Federal Reserve Script for AIG Counterparty Discussions

Released by the Congressional Oversight Panel

  • 1 page
  • Restricted F.R.
  • Confidential
  • 2008


We have asked to meet with you in order to give you an opportunity to substantially reduce your counterparty exposure to AIG and assist in promoting the long-term viability of the company as an ongoing concern. As evidenced by recent government actions, the viability of AIG is an important policy objective given the firm’s systemic importance. As we are sure you can appreciate, a collapse of AIG over the weekend of September 13th and 14th following so closely after the collapse of Lehman Brothers would have jeopardized the financial system in general, and your financial institution in particular, given your firm’s exposure to AIG at the time. Indeed, notwithstanding unprecedented governmental action, there has been a dramatic increase in AIG’s CDS spreads, which highlights the significant economic costs that would have been bourn by AIG’s counterparties had the government not intervened and the sizable counterparty exposure that your firm continues to retain with AIG. For these reasons, it is clear to us that we have a common objective in ensuring the firm’s long-term viability. With these points in mind, we would propose that you make us a compelling offer to unwind all your outstanding CDS contracts with AIG referencing ABS CDOs in exchange for the purchase of the underlying CDOs (where the assets are available) at a percentage of the notional amount for the CDS. Of course, we are open to other proposals you might have that would lead to a final resolution of this complex portfolio and therefore satisfy our common objectives.

Consistent with the economics of the underlying transactions, we recognize that factors such as the replacement costs of the transactions, funding costs of the underlying CDO, collateral posted, and associated credit valuation adjustments should influence your assessments of value. In our view, these assessments should also reflect the cost of the considerable direct and indirect benefits counterparties have derived from the Federal Reserve’s support of AIG and market stability more broadly.

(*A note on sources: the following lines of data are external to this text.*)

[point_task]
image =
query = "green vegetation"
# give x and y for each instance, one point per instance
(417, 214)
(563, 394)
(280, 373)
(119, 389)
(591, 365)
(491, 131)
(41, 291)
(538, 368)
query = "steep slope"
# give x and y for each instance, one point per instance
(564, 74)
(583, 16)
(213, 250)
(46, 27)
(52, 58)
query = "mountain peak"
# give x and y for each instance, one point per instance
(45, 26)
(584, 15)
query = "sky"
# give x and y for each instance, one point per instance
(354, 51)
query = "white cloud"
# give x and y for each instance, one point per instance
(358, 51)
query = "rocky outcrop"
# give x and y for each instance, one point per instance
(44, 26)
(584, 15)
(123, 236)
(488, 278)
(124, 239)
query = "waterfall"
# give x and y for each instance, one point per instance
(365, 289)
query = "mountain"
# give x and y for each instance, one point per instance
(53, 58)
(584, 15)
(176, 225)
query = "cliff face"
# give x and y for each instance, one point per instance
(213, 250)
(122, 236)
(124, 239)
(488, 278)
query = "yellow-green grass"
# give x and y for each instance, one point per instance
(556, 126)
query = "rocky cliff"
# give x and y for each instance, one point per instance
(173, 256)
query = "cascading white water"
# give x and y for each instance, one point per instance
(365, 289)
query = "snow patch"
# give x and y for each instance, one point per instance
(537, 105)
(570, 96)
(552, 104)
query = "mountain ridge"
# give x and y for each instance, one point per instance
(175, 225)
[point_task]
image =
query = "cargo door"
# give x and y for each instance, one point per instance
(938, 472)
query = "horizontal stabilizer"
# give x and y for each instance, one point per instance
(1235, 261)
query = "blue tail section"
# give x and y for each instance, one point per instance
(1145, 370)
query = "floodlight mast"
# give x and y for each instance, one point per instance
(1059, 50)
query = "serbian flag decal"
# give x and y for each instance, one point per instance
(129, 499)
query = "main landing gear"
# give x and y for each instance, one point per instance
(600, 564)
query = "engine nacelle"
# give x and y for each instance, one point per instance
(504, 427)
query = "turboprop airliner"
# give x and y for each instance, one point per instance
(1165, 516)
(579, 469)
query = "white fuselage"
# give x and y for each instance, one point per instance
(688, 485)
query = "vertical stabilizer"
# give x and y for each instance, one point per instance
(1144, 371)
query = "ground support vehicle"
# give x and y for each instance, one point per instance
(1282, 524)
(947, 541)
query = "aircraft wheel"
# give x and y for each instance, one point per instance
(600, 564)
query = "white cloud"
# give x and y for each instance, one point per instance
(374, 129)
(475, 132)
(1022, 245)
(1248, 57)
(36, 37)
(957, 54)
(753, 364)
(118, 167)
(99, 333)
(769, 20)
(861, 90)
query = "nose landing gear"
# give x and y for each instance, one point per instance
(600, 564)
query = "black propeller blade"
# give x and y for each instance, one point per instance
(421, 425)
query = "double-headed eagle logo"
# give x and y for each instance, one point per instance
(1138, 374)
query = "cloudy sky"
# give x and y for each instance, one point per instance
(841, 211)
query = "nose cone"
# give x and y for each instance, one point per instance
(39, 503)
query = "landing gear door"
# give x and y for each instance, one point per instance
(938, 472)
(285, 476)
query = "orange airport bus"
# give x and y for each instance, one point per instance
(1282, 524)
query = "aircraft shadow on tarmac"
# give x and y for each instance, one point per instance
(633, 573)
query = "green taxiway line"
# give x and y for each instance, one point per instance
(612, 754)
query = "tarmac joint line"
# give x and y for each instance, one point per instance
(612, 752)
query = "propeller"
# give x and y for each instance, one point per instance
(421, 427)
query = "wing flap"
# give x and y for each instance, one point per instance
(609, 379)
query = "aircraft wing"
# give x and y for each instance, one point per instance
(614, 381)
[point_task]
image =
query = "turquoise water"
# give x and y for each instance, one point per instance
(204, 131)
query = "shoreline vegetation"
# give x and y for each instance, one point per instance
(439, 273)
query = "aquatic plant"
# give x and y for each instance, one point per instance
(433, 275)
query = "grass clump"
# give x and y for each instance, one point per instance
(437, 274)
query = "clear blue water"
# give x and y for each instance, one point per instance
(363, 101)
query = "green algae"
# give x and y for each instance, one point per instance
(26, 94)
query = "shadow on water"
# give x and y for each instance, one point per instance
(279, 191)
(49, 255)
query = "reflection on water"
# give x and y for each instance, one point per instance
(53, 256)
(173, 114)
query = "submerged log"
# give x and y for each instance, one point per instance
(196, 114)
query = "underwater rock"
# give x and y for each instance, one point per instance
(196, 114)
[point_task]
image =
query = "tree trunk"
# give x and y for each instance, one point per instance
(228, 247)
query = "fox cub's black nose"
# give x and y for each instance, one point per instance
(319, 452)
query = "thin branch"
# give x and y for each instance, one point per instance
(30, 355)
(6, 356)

We are seeking your participation as well as the participation of other CDS counterparties. Of course, participation is entirely voluntary; should you decide to participate we would propose to proceed as follows:

1. Please provide us with contact names so that our representatives can confirm trade details such as cusips, notional amounts, collateral posted, etc.

2. Please indicate a price, in terms of a total cash amount equal to a percentage of the notional amount of the CDS Transactions in exchange for canceling the CDS Transactions and transferring the assets underlying the CDS to the Federal Reserve.

3. We will evaluate that offer and reply with a response.